Were this an ordinary tort case (as its state-court clone appears to be, cf. Tittle v. Mahan, 582 N.E.2d 796 (Ind.1991); Tom v. Voida, 654 N.E.2d 776, 786 (Ind.App.1995); City of Indianapolis v. Ervin, 405 N.E.2d 55, 60 (Ind.App.1980)) there would be little doubt about the liability of the Town of Frankton, as Waymire’s employer, for the tortious acts that Waymire committed upon Amanda, assuming the plaintiffs version of the facts was confirmed at trial. It is true that the sexual misconduct of an employee, being intentional misconduct unrelated to any possible motive of furthering the employer’s business, is not automatically imputed to the employer under the doctrine of respondeat superior even when it occurs at work during working hours.
Konkle v. Henson, 672 N.E.2d 450, 456-57 (Ind.App.1996); Tomka v. Seiler Corp., 66 F.3d 1295, 1317-18 (2d Cir.1995); Andrade v. Mayfair Management, Inc., 88 F.3d 258, 261-62 (4th Cir.1996); W. Page Keeton et al, Prosser and Keeton on the Law of Torts § 70, pp. 505-06 (5th ed.1984). And in the analogous area of sexual harassment by one worker of another, challenged under Title VII of the Civil Rights Act of 1964, the plaintiff must, at least if the harasser is not a supervisory employee, show that the employer was negligent in failing to prevent the harassment. E.g., McKenzie v. Illinois Dept. of Transportation, 92 F.3d 473, 480 (7th Cir.1996); Baskerville v. Culligan International Co., 50 F.3d 428, 432 (7th Cir.1995); Splunge v. Shoney’s, Inc., 97 F.3d 488, 490 (11th Cir.1996); Burns v. McGregor Electronic Industries, Inc., 989 F.2d 959, 966 (8th Cir.1993). But when the employee is a male police officer whose employer has invested him with intimidating authority to deal in private with troubled teenaged- girls, his taking advantage of the opportunity that authority and proximity and privacy give him to extract sexual favors from these girls should be sufficiently within the orbit of his employer-conferred powers to bring the doctrine of respondeat superior into play, Mary M. v. City of Los Angeles, 54 Cal.3d 202, 285 Cal.Rptr. 99, 814 P.2d 1341, 1349-53 (1991); Primeaux v.

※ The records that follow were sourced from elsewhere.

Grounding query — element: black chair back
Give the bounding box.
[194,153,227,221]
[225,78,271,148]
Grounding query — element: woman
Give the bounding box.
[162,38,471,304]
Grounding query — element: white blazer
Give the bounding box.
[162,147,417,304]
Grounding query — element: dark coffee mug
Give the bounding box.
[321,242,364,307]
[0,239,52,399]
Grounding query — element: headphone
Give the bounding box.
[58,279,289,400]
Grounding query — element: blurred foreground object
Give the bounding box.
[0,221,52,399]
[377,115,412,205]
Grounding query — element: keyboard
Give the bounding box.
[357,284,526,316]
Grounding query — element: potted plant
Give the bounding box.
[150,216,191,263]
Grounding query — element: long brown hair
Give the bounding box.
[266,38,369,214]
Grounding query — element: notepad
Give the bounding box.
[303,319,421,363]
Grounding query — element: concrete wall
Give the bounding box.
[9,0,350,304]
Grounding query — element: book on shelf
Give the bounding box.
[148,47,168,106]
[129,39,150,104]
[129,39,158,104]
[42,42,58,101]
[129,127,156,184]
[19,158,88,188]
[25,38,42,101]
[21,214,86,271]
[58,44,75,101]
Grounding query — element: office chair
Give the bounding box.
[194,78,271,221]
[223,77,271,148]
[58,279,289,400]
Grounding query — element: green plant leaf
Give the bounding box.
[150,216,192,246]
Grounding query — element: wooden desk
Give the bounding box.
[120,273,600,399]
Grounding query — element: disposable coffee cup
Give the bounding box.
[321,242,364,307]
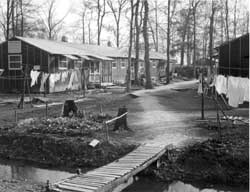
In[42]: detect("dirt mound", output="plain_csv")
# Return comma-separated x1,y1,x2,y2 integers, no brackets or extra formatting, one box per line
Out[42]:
0,114,135,168
0,133,134,168
145,126,249,186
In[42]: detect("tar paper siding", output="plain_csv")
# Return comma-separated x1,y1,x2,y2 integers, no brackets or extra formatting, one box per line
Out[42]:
0,39,49,92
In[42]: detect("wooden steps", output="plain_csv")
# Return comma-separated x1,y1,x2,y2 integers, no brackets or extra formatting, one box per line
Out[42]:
52,145,167,192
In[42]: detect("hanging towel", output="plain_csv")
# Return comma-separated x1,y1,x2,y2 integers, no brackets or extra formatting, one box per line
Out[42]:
61,71,69,82
30,70,40,87
228,76,242,107
40,73,49,92
215,75,228,95
68,71,76,89
49,73,61,90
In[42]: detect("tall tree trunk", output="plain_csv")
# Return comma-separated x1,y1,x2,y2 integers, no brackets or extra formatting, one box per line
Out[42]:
209,0,216,71
234,0,237,38
225,0,229,41
181,34,186,66
20,0,24,37
246,11,249,33
186,28,191,66
180,8,191,66
11,0,16,37
82,12,85,44
193,1,200,77
126,0,134,92
166,0,171,84
155,0,159,51
143,0,153,89
97,0,101,45
116,22,120,47
220,7,224,44
134,0,140,85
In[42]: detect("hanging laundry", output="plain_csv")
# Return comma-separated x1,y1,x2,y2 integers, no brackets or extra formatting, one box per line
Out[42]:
40,73,49,92
68,71,76,89
49,73,61,90
75,69,82,82
227,76,242,107
240,78,249,102
215,75,228,95
61,71,69,82
30,70,40,87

United States, 102 F.3d 1458, 1463 (8th Cir.1996); Red Elk v. United States, 62 F.3d 1102, 1107 (8th Cir.1995), even though he is not acting to further the employer’s goals but instead is on a frolic of his own. We want the police department to supervise its officers in this domain with especial care, and so we do not impose on the plaintiff the burden of establishing negligent supervision. The application of the doctrine of respondeat superior in these circumstances is nourished by the same considerations of policy that impose strict liability, or a nondelegable duty of care, on enterprises engaged in especially hazardous activities. The more hazardous the activity, the more we want the actor to investigate all feasible means of reducing the hazards, whether or not they are means encompassed by a judge’s or jury’s conception of due care. Indiana Harbor Belt R.R. v. American Cyanamid Co., 916 F.2d 1174, 1177 (7th Cir.1990); Anderson v. Marathon Petroleum Co., 801 F.2d 936, 939 (7th Cir.1986).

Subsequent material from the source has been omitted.